Every year, February 2nd is celebrated as World Wetlands Day to raise public awareness on the importance and value of wetlands. In fact, our country is home to eight sites of Wetlands of International Importance, also known as Ramsar Sites. Species that are endemic to the Philippines can be found in these wetlands. Sadly, a few of them are endangered or vulnerable.
Philippine Crocodile (Crocodylus mindorensis)
The Philippine Crocodile, also known as the Mindoro Crocodile, is a medium-sized freshwater crocodile. Its closest relative is the Crocodylus novaeguineae found in New Guinea. This freshwater crocodile is critically endangered and has an extremely limited population due to exploitation and unsustainable fishing practices. Different organizations across the country are taking conservation methods to keep this species from becoming extinct.
Palawan Peacock-pheasant (Polyplectron napoleonis)
The Palawan Peacock-pheasant is a medium-sized bird that is prominent in the culture of the people of Palawan. Found in the humid forests of Palawan Island, it is classified as vulnerable due to hunting, mining, trapping, and habitat loss. It is depicted in the official seal of Puerto Princesa City.
Tabon Scrubfowl (Megapodius cumingii)
This bird is also known as the Philippine megapode and its natural habitats are subtropical or tropical dry forests and lowland tropical rainforests. This scrubfowl can be found in the Puerto Princesa Subterranean River National Park, a designated Ramsar Site back in 2012, where a lot of other species can be found—connecting a range of important ecosystems.
Philippine Duck (Anas luzonica)
The Philippine Duck, known to locals as papan, is a large dabbing duck that is endemic to the Philippines. frequents different wetlands. Most sightings have been in Luzon and Mindanao, but the duck is known to inhabit other major islands of the Philippines, frequenting shallow freshwater wetlands. This bird can be found in the Negros Occidental Coastal Wetlands Conservation Area, another Ramsar Site.
Visayan Wrinkled Hornbill (Rhabdotorrhinus waldeni)
Also known as Walden’s Hornbill, it is a species of hornbill found in the rainforests of Negros and Panay Island.

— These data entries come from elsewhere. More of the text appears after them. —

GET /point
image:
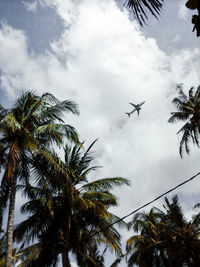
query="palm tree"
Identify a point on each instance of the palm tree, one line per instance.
(165, 239)
(194, 4)
(144, 248)
(140, 8)
(188, 111)
(29, 128)
(68, 210)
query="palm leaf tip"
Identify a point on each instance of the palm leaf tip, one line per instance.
(142, 7)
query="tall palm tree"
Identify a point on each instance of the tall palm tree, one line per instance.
(68, 210)
(195, 5)
(29, 128)
(140, 8)
(188, 111)
(165, 238)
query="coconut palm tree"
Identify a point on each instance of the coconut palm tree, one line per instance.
(188, 111)
(165, 238)
(195, 5)
(30, 127)
(140, 8)
(67, 210)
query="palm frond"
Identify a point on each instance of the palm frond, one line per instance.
(141, 7)
(106, 184)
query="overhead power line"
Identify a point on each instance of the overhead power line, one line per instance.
(147, 204)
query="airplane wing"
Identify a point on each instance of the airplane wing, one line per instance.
(141, 103)
(133, 105)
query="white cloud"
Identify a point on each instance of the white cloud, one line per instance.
(183, 10)
(31, 6)
(107, 63)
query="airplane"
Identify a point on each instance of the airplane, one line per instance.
(137, 108)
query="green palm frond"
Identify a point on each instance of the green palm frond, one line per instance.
(106, 184)
(9, 123)
(105, 198)
(141, 7)
(29, 255)
(178, 116)
(3, 112)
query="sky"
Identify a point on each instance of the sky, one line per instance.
(95, 53)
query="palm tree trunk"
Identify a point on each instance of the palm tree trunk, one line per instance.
(67, 226)
(65, 259)
(10, 224)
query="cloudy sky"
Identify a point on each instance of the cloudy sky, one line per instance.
(96, 54)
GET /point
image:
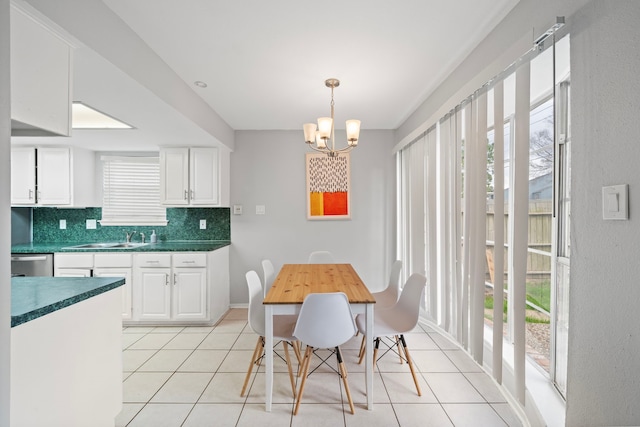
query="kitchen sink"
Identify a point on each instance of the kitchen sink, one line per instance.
(114, 245)
(129, 245)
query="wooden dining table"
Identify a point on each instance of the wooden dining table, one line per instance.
(293, 283)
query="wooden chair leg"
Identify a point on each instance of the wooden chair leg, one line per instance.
(288, 359)
(343, 374)
(375, 353)
(296, 350)
(257, 352)
(305, 363)
(410, 363)
(362, 350)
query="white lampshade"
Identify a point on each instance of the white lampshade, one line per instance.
(353, 132)
(309, 132)
(320, 143)
(324, 127)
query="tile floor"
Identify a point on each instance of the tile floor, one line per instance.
(192, 376)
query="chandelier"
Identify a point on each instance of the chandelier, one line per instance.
(322, 137)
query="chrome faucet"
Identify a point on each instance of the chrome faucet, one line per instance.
(129, 236)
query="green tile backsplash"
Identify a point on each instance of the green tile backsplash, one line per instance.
(184, 224)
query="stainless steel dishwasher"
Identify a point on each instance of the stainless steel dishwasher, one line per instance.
(32, 264)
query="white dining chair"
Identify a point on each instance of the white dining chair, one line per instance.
(321, 257)
(397, 321)
(325, 321)
(388, 297)
(283, 327)
(268, 274)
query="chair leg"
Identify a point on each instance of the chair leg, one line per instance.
(362, 350)
(286, 355)
(343, 374)
(296, 350)
(305, 371)
(375, 353)
(410, 363)
(257, 352)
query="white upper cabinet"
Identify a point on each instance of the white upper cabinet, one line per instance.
(40, 79)
(52, 176)
(23, 176)
(189, 177)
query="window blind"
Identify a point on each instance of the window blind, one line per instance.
(131, 191)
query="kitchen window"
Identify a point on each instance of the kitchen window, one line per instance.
(131, 191)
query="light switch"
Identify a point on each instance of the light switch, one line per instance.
(614, 202)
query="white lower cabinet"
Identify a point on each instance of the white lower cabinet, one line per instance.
(160, 287)
(104, 264)
(170, 287)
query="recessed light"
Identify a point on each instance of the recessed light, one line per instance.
(85, 117)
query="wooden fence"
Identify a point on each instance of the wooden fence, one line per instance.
(540, 233)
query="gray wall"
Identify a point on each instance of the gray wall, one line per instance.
(268, 168)
(604, 343)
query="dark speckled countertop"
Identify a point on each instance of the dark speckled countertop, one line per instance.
(169, 246)
(34, 297)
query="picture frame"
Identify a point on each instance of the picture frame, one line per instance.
(328, 186)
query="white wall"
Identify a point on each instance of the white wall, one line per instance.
(268, 168)
(604, 343)
(5, 215)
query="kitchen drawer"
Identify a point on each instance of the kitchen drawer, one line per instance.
(113, 260)
(64, 260)
(191, 259)
(153, 260)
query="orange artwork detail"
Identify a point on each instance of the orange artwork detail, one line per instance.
(335, 203)
(316, 204)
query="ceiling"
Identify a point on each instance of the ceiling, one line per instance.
(265, 63)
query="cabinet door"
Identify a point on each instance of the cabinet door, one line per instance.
(203, 176)
(154, 294)
(189, 293)
(174, 176)
(54, 176)
(23, 176)
(126, 288)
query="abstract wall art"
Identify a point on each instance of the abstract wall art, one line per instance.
(328, 186)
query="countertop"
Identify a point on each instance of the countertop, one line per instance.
(169, 246)
(34, 297)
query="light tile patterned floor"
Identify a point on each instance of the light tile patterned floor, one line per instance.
(192, 377)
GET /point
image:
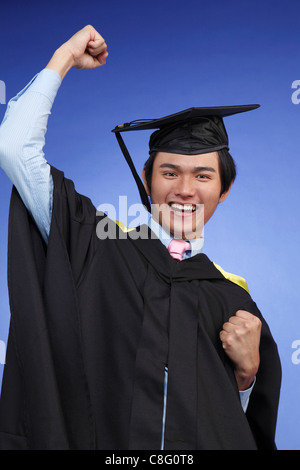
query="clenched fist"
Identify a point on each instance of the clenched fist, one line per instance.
(85, 50)
(240, 339)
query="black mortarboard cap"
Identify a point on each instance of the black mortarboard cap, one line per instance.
(189, 132)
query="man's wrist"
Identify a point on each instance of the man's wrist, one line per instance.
(62, 61)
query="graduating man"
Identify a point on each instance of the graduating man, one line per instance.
(135, 340)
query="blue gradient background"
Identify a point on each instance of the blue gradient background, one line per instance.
(165, 56)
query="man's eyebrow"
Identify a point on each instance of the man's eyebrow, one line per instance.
(195, 169)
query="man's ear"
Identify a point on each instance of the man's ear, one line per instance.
(225, 194)
(145, 182)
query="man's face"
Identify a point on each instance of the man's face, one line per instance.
(181, 187)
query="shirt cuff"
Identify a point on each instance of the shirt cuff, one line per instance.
(47, 83)
(245, 396)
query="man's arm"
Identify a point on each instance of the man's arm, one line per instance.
(22, 133)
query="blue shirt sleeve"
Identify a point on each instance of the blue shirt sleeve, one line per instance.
(22, 138)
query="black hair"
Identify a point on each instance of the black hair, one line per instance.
(227, 169)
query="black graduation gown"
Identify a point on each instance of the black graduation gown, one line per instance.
(93, 325)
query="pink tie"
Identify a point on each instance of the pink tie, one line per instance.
(176, 248)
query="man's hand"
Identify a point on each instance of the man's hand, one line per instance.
(240, 339)
(85, 50)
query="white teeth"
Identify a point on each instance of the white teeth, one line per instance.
(183, 207)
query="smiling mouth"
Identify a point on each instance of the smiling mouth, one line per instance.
(183, 208)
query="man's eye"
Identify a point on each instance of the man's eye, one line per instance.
(202, 177)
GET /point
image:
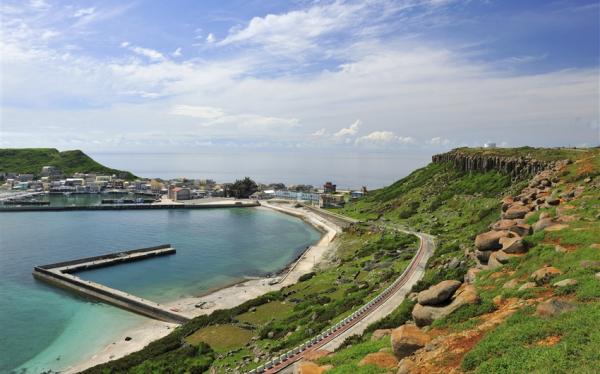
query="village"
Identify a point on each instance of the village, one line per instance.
(19, 188)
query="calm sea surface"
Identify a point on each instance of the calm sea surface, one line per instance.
(346, 169)
(47, 328)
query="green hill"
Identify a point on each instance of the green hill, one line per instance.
(455, 201)
(31, 161)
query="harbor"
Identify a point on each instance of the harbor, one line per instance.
(60, 274)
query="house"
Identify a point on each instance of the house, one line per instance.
(331, 201)
(329, 187)
(356, 194)
(179, 193)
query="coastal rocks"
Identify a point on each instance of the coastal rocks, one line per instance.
(516, 211)
(543, 223)
(512, 245)
(527, 286)
(406, 339)
(438, 293)
(382, 360)
(565, 283)
(553, 307)
(544, 274)
(487, 161)
(425, 314)
(471, 275)
(406, 366)
(511, 284)
(489, 241)
(380, 333)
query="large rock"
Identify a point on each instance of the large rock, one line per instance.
(308, 367)
(382, 360)
(544, 274)
(543, 223)
(425, 314)
(490, 241)
(406, 339)
(472, 275)
(513, 245)
(438, 293)
(553, 307)
(515, 211)
(380, 333)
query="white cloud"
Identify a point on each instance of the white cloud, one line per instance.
(383, 138)
(438, 140)
(203, 112)
(147, 52)
(348, 131)
(320, 133)
(84, 12)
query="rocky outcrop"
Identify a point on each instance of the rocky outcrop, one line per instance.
(382, 360)
(487, 161)
(424, 315)
(438, 293)
(544, 274)
(553, 307)
(406, 339)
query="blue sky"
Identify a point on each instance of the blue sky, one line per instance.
(303, 75)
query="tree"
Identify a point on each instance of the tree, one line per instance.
(242, 189)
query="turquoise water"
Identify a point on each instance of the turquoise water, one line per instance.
(45, 328)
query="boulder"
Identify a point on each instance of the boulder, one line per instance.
(438, 293)
(513, 245)
(489, 241)
(511, 284)
(543, 223)
(483, 256)
(406, 366)
(406, 339)
(515, 211)
(308, 367)
(380, 333)
(425, 314)
(382, 360)
(553, 307)
(471, 275)
(527, 286)
(498, 259)
(565, 283)
(544, 274)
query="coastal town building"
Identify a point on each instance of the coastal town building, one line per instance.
(179, 193)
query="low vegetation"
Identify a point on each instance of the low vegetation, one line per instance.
(455, 206)
(31, 161)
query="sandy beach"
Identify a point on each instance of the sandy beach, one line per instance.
(227, 297)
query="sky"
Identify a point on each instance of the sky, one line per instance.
(304, 76)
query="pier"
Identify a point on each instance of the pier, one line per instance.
(61, 274)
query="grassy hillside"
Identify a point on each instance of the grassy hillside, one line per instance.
(455, 206)
(31, 161)
(503, 333)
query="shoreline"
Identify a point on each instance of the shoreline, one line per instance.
(225, 297)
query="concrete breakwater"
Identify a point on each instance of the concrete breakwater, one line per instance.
(237, 204)
(60, 274)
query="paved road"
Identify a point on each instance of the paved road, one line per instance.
(375, 312)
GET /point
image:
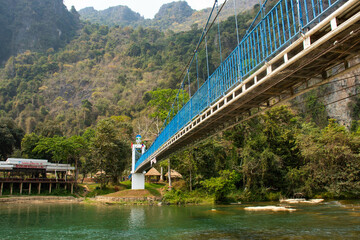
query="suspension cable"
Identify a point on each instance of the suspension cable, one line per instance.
(217, 7)
(236, 24)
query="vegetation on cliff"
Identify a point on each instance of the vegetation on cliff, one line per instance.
(83, 103)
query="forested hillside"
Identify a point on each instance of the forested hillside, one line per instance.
(176, 16)
(83, 102)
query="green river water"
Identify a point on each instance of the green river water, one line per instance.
(329, 220)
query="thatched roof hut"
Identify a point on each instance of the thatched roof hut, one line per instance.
(152, 175)
(174, 174)
(152, 172)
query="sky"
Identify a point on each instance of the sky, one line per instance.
(146, 8)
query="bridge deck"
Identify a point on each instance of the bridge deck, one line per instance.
(331, 42)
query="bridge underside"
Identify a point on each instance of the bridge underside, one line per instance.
(313, 56)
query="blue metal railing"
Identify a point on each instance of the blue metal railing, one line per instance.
(271, 34)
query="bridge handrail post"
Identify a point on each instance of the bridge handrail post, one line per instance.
(301, 24)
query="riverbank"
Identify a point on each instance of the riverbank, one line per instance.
(41, 199)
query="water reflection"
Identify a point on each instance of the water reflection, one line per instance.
(79, 221)
(137, 217)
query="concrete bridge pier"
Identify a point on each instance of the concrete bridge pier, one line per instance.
(137, 179)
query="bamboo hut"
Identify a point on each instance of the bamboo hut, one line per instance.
(152, 175)
(174, 175)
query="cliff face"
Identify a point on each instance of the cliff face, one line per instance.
(34, 25)
(119, 15)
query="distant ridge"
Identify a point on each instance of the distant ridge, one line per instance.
(176, 16)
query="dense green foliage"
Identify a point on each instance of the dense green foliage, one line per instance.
(278, 154)
(35, 25)
(10, 137)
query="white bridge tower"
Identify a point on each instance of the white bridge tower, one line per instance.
(137, 179)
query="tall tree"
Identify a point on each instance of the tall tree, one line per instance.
(10, 137)
(111, 147)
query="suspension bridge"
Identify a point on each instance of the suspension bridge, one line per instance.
(288, 50)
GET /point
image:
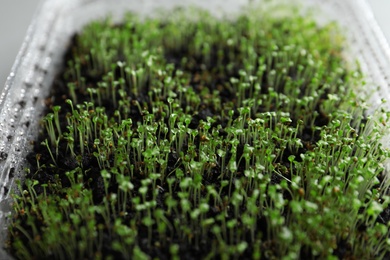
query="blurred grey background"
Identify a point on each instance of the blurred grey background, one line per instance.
(15, 16)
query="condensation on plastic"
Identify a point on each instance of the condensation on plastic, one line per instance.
(22, 99)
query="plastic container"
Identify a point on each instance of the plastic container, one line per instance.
(22, 99)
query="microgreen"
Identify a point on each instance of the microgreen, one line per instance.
(229, 138)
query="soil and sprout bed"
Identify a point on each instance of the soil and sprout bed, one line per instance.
(205, 138)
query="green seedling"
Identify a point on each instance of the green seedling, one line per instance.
(221, 138)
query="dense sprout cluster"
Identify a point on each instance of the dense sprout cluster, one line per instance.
(187, 138)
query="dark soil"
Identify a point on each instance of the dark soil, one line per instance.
(209, 77)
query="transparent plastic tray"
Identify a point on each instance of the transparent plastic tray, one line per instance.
(55, 21)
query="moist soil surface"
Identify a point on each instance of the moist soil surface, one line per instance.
(212, 77)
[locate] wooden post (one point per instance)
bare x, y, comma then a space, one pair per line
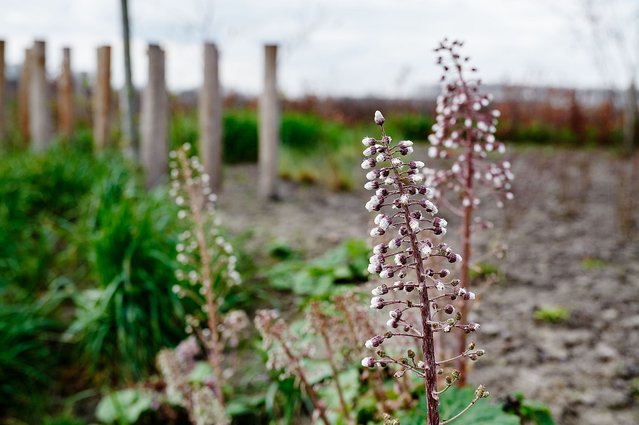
129, 131
23, 96
154, 120
66, 111
269, 126
102, 99
2, 94
210, 117
39, 116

It is locally called dulungan and is closely related to the writhed hornbill. Due to its slow reproductive cycle and decrease in nesting sites due to excessive logging, it is a critically endangered species.
It should not take a global pandemic for us to realize that we need to start taking care of our planet. For years, scientists around the world have called for the preservation of our ecosystems. World Wetlands Day shouldn’t be the only day out of the 365 where we remember the value of wetlands, but each and every day should be a reminder to take care of the planet because at the end of the day, it takes care of us in return.